4 cups (1 L) butternut squash, peeled and cubed
1 white onion, large
4 parsnips, large
1 1/2 lb (0.7 kg) bone-in, skinless chicken breasts
2 tbsp (30 mL) olive oil
1/4 tsp (1.25 mL) rosemary, dried
1/4 tsp (1.25 mL) thyme, dried
1/4 tsp (1.25 mL) basil, dried
1/2 tsp (2.5 mL) sea salt
1/2 tsp (2.5 mL) black pepper, freshly ground
1/2 cup (125 mL) balsamic vinegar
1/2 cup (125 mL) dry red wine
2 tbsp (30 mL) honey
1/4 cup (60 mL) parsley, fresh, chopped, for garnish
1/2 cup (125 mL) red wine vinegar


1 Preheat oven to 350°F (175°C).
2 Cut squash in half and remove seeds. Peel and cut into 1 inch (2.5 cm) cubes. Cut the onion in half vertically. Peel and cut each half into four chunks each lengthwise.
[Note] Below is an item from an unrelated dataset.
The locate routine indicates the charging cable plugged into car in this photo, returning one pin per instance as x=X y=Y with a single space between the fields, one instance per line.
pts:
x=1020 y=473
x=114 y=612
Cut the parsnips into 1 inch (2.5 cm) chunks. Add vegetables to a large bowl with the chicken breasts. Toss with olive oil, rosemary, thyme, basil, sea salt and freshly ground black pepper.
3 Spread out on large baking sheet or roasting pan. Roast for 45 minutes until cooked through or chicken reaches internal temperature of 165°F (74°C). Flip pieces over during cooking.
4 Make the honey red wine reduction while the chicken and vegetables are roasting by combining the balsamic vinegar, red wine and honey in a small saucepan. Bring to a boil, reduce heat and simmer until reduced by half (about 20-25 minutes).
5 To serve place roast chicken and vegetables on a platter. Drizzle sauce over. Garnish with fresh chopped parsley.